MULTIPLE is also developing various cloud services to support such applications, such as AI for developing and maintaining deep learning models for entire workflows, ranging from data
storage to model development and deployment, to production services that support trends, key performance indicators, and dashboards.
MULTIPLE outlook
MULTIPLE’s collaborative model continues to innovate ways to strengthen
the photonics manufacturing base in the EU by implementing cutting-edge
organic-electronics-based sensors, snapshot hyperspectral cameras, and dual-aperture imaging to increase the cost-efficiency, flexibility, and productivity of manufacturing in Europe. When combined with deep learning methods, advanced machine vision, and cloud infrastructure, these sensor devices — which cover a wide spectral range from the visible down to the SWIR band — will enable European industry to meet the need for integrated industrial monitoring and control.
The main building blocks of MULTIPLE’s cloud infrastructure are smart edge devices that are capable of deploying deep learning models and that can be connected to any spectral sensor following standards such as USB3, GAI, or Bluetooth. The devices can do the processing and publish the results, together with the camera and processing algorithm settings, via an OPC UA (unified architecture) server. This process enables communication between devices and also with machines on the shop floor, as well as connectivity to the cloud. HSI: hyperspectral imaging. Courtesy of of MULTIPLE.

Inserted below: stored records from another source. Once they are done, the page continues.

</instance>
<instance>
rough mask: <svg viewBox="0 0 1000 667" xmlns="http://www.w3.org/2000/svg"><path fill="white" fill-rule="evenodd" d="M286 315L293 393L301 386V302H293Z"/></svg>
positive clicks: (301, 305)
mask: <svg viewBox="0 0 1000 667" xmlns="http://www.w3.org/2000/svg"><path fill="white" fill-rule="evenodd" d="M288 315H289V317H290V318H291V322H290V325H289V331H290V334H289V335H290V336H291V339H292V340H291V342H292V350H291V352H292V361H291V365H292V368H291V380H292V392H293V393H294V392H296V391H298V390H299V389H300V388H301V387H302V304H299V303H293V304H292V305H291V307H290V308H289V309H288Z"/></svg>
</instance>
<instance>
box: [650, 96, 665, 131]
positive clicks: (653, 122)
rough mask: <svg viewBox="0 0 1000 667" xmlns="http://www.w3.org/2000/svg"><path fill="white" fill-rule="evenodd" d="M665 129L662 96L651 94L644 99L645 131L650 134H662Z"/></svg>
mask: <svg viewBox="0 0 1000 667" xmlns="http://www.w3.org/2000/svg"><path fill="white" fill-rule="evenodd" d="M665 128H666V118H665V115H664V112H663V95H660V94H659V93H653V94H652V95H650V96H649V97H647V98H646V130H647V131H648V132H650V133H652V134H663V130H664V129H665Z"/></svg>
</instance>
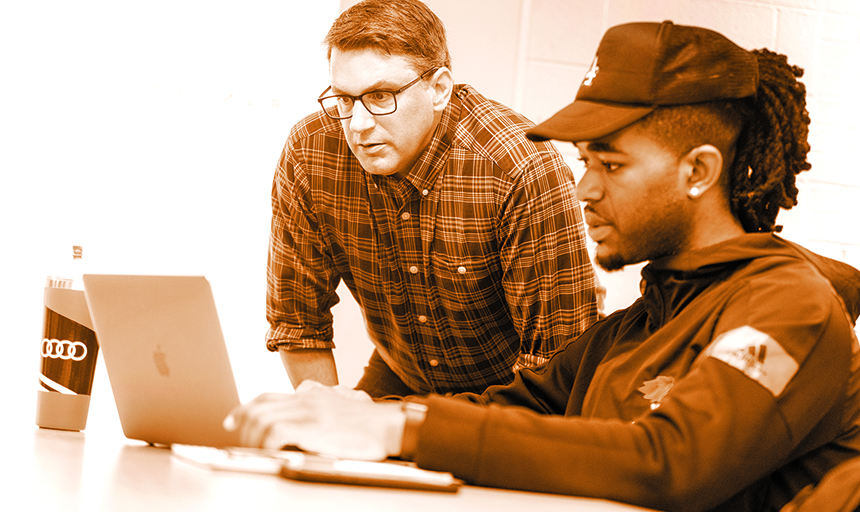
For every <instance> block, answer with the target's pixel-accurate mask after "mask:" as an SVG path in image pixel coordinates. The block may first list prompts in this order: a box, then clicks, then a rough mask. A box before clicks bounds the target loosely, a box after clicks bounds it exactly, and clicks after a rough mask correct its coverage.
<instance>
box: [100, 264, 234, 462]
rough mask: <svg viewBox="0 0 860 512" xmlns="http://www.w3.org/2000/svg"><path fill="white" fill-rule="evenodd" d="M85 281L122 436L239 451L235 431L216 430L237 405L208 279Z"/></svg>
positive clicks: (177, 278)
mask: <svg viewBox="0 0 860 512" xmlns="http://www.w3.org/2000/svg"><path fill="white" fill-rule="evenodd" d="M83 279H84V288H85V290H86V298H87V304H88V306H89V309H90V316H91V318H92V321H93V326H94V328H95V331H96V335H97V337H98V342H99V346H100V347H101V350H102V356H103V359H104V364H105V368H106V370H107V374H108V378H109V380H110V384H111V387H112V388H113V394H114V400H115V401H116V406H117V411H118V413H119V419H120V423H121V424H122V430H123V433H124V434H125V436H126V437H128V438H129V439H139V440H141V441H145V442H147V443H150V444H153V445H172V444H189V445H200V446H211V447H224V446H238V444H239V442H238V441H239V437H238V434H237V433H235V432H228V431H226V430H224V428H223V426H222V422H223V420H224V418H225V417H226V416H227V414H228V413H229V412H230V411H231V410H232V409H233V408H234V407H236V406H237V405H239V403H240V401H239V394H238V392H237V390H236V383H235V381H234V379H233V370H232V368H231V366H230V360H229V357H228V354H227V347H226V345H225V343H224V336H223V334H222V332H221V324H220V322H219V321H218V314H217V312H216V310H215V300H214V298H213V296H212V290H211V287H210V285H209V282H208V281H207V280H206V278H205V277H203V276H147V275H104V274H86V275H84V277H83Z"/></svg>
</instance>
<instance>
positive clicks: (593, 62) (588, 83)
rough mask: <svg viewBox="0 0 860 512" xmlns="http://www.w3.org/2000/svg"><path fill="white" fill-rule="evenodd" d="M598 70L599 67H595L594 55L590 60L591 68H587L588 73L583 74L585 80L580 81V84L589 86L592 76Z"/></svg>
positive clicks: (596, 57) (595, 66)
mask: <svg viewBox="0 0 860 512" xmlns="http://www.w3.org/2000/svg"><path fill="white" fill-rule="evenodd" d="M598 71H600V68H599V67H597V57H596V56H595V57H594V60H593V61H592V62H591V68H590V69H589V70H588V73H586V74H585V80H583V81H582V85H587V86H590V85H591V82H592V81H593V80H594V77H596V76H597V72H598Z"/></svg>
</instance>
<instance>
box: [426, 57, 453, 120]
mask: <svg viewBox="0 0 860 512" xmlns="http://www.w3.org/2000/svg"><path fill="white" fill-rule="evenodd" d="M430 83H431V85H432V87H433V110H434V111H436V112H442V111H443V110H445V107H447V106H448V102H449V101H451V94H452V93H453V92H454V77H453V75H451V70H450V69H448V68H447V67H445V66H442V67H441V68H439V69H437V70H436V72H435V73H433V76H431V77H430Z"/></svg>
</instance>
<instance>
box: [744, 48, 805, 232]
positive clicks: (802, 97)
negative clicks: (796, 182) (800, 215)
mask: <svg viewBox="0 0 860 512" xmlns="http://www.w3.org/2000/svg"><path fill="white" fill-rule="evenodd" d="M752 53H753V54H754V55H755V56H756V58H757V59H758V66H759V87H758V92H757V96H756V99H755V104H754V106H753V109H754V110H753V114H752V116H751V117H750V119H749V122H748V123H747V124H746V126H745V127H744V129H743V130H742V131H741V134H740V137H739V138H738V142H737V154H736V157H735V159H734V162H733V163H732V165H731V167H730V170H729V177H730V183H731V184H730V188H729V189H730V192H731V196H730V197H731V205H732V212H733V213H734V214H735V216H736V217H737V218H738V219H739V220H740V221H741V224H742V225H743V227H744V230H745V231H747V232H748V233H755V232H766V231H780V230H781V229H782V226H776V225H775V222H776V216H777V214H778V213H779V209H780V208H785V209H786V210H788V209H791V208H792V207H793V206H795V205H796V204H797V186H796V185H795V178H796V176H797V174H798V173H800V172H802V171H806V170H808V169H809V168H810V167H811V166H810V164H809V162H807V160H806V155H807V153H808V152H809V143H808V142H807V140H806V139H807V136H808V134H809V113H808V112H807V111H806V87H805V86H804V85H803V83H802V82H799V81H798V80H797V79H798V78H800V77H801V76H803V70H802V69H800V68H799V67H797V66H792V65H789V64H788V60H787V58H786V57H785V55H780V54H777V53H774V52H771V51H769V50H766V49H761V50H754V51H753V52H752Z"/></svg>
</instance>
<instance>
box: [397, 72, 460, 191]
mask: <svg viewBox="0 0 860 512" xmlns="http://www.w3.org/2000/svg"><path fill="white" fill-rule="evenodd" d="M462 89H463V86H462V85H455V86H454V91H453V92H452V94H451V101H449V102H448V106H447V107H445V110H444V111H442V117H441V119H440V120H439V124H438V125H437V126H436V129H435V130H434V132H433V137H432V138H431V140H430V144H429V145H428V146H427V148H426V149H425V150H424V152H423V153H421V156H420V157H419V158H418V161H417V162H416V163H415V165H414V166H413V167H412V169H411V170H410V171H409V174H408V175H407V176H406V179H407V180H408V181H409V182H410V183H412V185H413V186H414V187H415V188H416V189H418V190H432V189H433V186H434V185H435V184H436V182H437V180H438V178H439V175H440V174H441V173H442V168H443V167H444V164H445V161H446V160H447V158H448V152H449V150H450V148H451V143H452V142H453V141H454V135H455V133H456V131H457V124H458V123H459V121H460V111H461V110H462V101H461V100H460V96H459V94H460V91H461V90H462Z"/></svg>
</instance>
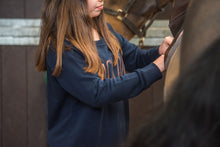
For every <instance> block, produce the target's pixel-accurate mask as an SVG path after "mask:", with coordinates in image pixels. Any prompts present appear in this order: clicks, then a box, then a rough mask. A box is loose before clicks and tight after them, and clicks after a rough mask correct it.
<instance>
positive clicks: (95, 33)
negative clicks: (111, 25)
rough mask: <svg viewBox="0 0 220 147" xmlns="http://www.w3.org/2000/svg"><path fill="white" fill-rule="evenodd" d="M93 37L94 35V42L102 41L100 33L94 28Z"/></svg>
mask: <svg viewBox="0 0 220 147" xmlns="http://www.w3.org/2000/svg"><path fill="white" fill-rule="evenodd" d="M92 35H93V39H94V41H98V40H100V36H99V33H98V32H97V30H96V29H94V28H92Z"/></svg>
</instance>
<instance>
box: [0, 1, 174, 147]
mask: <svg viewBox="0 0 220 147" xmlns="http://www.w3.org/2000/svg"><path fill="white" fill-rule="evenodd" d="M42 2H43V0H0V18H39V17H40V12H41V6H42ZM169 12H170V11H169V7H168V9H167V10H166V11H165V12H164V13H162V14H161V15H160V16H159V18H160V19H167V18H168V16H169V15H168V14H169ZM35 50H36V46H15V45H10V46H9V45H1V46H0V146H1V147H46V146H47V140H46V136H47V129H46V111H45V110H46V102H45V97H46V93H45V84H44V78H43V76H44V74H43V73H38V72H36V71H35V69H34V54H35ZM163 82H164V79H162V80H160V81H158V82H156V83H155V84H154V85H152V86H151V87H150V88H149V89H148V90H145V91H144V92H143V93H142V94H140V95H139V96H137V97H136V98H133V99H131V100H130V114H131V115H130V131H131V134H132V133H133V131H134V130H135V129H136V127H137V126H138V125H139V124H141V123H142V122H143V120H145V118H147V117H149V116H150V114H152V112H154V111H155V110H156V109H157V107H158V106H159V105H160V103H162V94H163Z"/></svg>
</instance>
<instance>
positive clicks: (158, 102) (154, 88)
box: [152, 74, 165, 111]
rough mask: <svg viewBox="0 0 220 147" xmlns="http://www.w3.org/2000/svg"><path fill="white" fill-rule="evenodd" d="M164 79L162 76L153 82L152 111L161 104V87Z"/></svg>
mask: <svg viewBox="0 0 220 147" xmlns="http://www.w3.org/2000/svg"><path fill="white" fill-rule="evenodd" d="M164 79H165V74H163V78H162V79H160V80H159V81H157V82H156V83H154V84H153V85H152V86H153V111H157V110H158V109H159V108H161V106H162V105H163V89H164Z"/></svg>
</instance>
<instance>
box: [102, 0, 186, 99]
mask: <svg viewBox="0 0 220 147" xmlns="http://www.w3.org/2000/svg"><path fill="white" fill-rule="evenodd" d="M189 1H190V0H121V1H117V0H106V1H105V13H107V14H106V18H107V21H108V22H109V23H110V24H112V26H113V28H114V29H115V30H116V31H117V32H118V33H120V34H122V35H123V36H124V37H125V38H127V39H128V40H129V39H131V38H132V37H133V36H134V35H135V34H136V35H137V36H138V37H139V38H143V37H144V36H145V32H146V30H147V29H148V27H149V25H150V24H151V23H152V21H153V20H154V18H155V16H156V15H157V14H158V13H159V12H160V11H161V10H162V9H163V8H164V7H165V6H167V5H168V4H169V3H171V2H172V11H171V16H170V20H169V27H170V30H171V32H172V34H173V36H174V37H175V40H174V42H176V45H174V46H173V48H172V50H171V48H170V49H168V51H167V53H166V56H165V57H166V58H165V59H166V68H167V66H168V64H169V68H167V72H166V78H165V84H164V85H165V86H164V99H166V97H167V95H168V94H169V93H170V91H171V89H172V85H173V83H174V81H175V79H176V78H177V76H178V74H179V60H180V58H179V55H180V54H179V50H178V51H176V48H179V47H180V43H181V39H182V36H180V37H179V38H178V34H179V33H180V31H181V30H182V25H183V22H184V16H185V12H186V8H187V6H188V3H189ZM147 20H151V22H150V23H149V25H147V26H145V23H146V21H147ZM177 38H178V40H177V41H176V39H177ZM141 41H142V40H140V42H139V45H143V42H141ZM170 50H171V51H170ZM169 51H170V52H169ZM172 56H174V57H173V58H172V59H171V57H172ZM170 62H171V63H170Z"/></svg>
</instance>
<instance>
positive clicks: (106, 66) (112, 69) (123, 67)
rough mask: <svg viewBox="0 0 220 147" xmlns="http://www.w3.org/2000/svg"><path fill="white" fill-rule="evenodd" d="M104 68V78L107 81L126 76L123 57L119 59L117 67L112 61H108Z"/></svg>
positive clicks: (103, 67) (107, 61)
mask: <svg viewBox="0 0 220 147" xmlns="http://www.w3.org/2000/svg"><path fill="white" fill-rule="evenodd" d="M102 66H103V69H104V78H106V79H110V78H112V79H113V78H116V77H120V76H122V75H124V74H125V67H124V62H123V60H122V58H121V57H120V58H119V59H118V63H117V64H116V66H114V63H113V62H112V60H107V61H106V63H105V64H104V63H103V64H102Z"/></svg>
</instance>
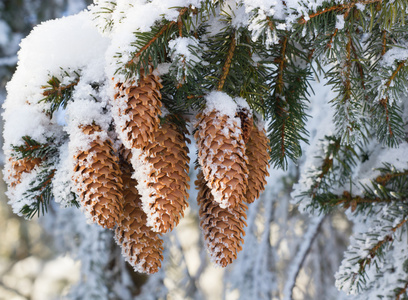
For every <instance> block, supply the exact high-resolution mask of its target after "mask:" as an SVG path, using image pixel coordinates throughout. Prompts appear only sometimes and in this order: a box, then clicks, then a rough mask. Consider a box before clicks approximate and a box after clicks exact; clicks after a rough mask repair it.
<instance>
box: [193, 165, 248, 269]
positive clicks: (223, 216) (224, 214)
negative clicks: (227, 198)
mask: <svg viewBox="0 0 408 300" xmlns="http://www.w3.org/2000/svg"><path fill="white" fill-rule="evenodd" d="M195 184H196V186H197V189H198V190H199V192H198V195H197V202H198V206H199V216H200V227H201V229H202V231H203V233H204V239H205V241H206V245H207V249H208V251H209V253H210V256H211V259H212V261H213V262H215V263H216V264H217V265H219V266H222V267H225V266H227V265H228V264H230V263H231V262H232V261H233V260H234V259H236V258H237V254H238V252H239V251H241V250H242V246H241V244H242V243H243V242H244V240H243V236H245V231H244V226H247V224H246V222H245V220H246V213H245V212H246V209H247V208H248V207H247V206H246V205H245V204H244V203H238V204H237V205H236V206H235V207H228V208H221V207H220V206H219V205H218V204H217V203H216V202H214V199H213V196H212V194H211V191H210V189H209V188H208V186H207V184H206V182H205V179H204V176H203V173H202V172H201V171H200V172H199V173H198V175H197V180H196V182H195Z"/></svg>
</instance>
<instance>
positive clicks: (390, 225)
mask: <svg viewBox="0 0 408 300" xmlns="http://www.w3.org/2000/svg"><path fill="white" fill-rule="evenodd" d="M378 206H379V207H378V212H377V213H376V218H375V219H374V220H373V221H372V223H370V224H367V226H369V227H368V229H369V231H368V232H366V233H358V234H356V235H355V236H354V237H352V240H351V243H350V246H349V247H348V249H347V251H346V253H345V258H344V260H343V262H342V265H341V266H340V269H339V272H338V273H337V274H336V285H337V286H338V287H339V288H340V289H345V290H347V291H348V292H353V293H358V292H360V291H361V290H362V289H365V288H367V287H366V284H367V279H368V273H367V272H368V269H369V268H371V267H372V266H374V267H375V268H376V271H377V272H379V269H380V266H381V265H382V264H383V263H382V262H383V260H384V259H385V254H386V253H387V252H388V251H389V250H390V247H391V245H392V243H393V241H394V240H395V239H396V234H397V231H402V232H406V227H404V225H405V224H406V223H407V221H408V214H407V212H408V210H407V209H408V207H407V204H406V203H405V202H399V203H398V204H396V203H390V204H380V205H378ZM399 229H400V230H399Z"/></svg>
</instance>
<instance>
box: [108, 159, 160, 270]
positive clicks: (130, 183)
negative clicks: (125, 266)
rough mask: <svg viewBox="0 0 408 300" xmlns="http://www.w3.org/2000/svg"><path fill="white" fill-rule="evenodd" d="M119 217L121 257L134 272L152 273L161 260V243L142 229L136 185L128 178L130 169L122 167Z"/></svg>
mask: <svg viewBox="0 0 408 300" xmlns="http://www.w3.org/2000/svg"><path fill="white" fill-rule="evenodd" d="M121 169H122V180H123V213H122V217H121V220H120V223H119V224H118V227H117V228H116V230H115V239H116V242H117V243H118V244H119V245H120V246H121V248H122V254H123V256H124V257H125V259H126V261H127V262H129V263H130V264H131V265H132V267H133V268H134V269H135V271H137V272H142V273H149V274H152V273H156V272H157V271H158V270H159V268H160V267H161V261H162V260H163V254H162V252H163V241H162V240H161V238H160V234H158V233H156V232H153V231H151V228H150V227H148V226H147V225H146V221H147V217H146V214H145V213H144V212H143V210H142V207H141V206H142V202H141V199H140V195H139V193H138V191H137V189H136V185H137V181H136V180H135V179H132V178H131V175H132V167H131V165H130V164H128V163H126V162H124V163H122V168H121Z"/></svg>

The trials of the project’s systems have helped to improve quality control in steel production, woodworking, and select food production use cases. With the promising results obtained to date, there is every reason to believe that European manufacturers will soon be able to implement such multimodal hyperspectral control systems in other fast-growing applications, such as environmental monitoring, predictive maintenance, waste management, smart farming, forensic science, surveillance, and the production of textiles, pharmaceuticals, and hydrocarbons.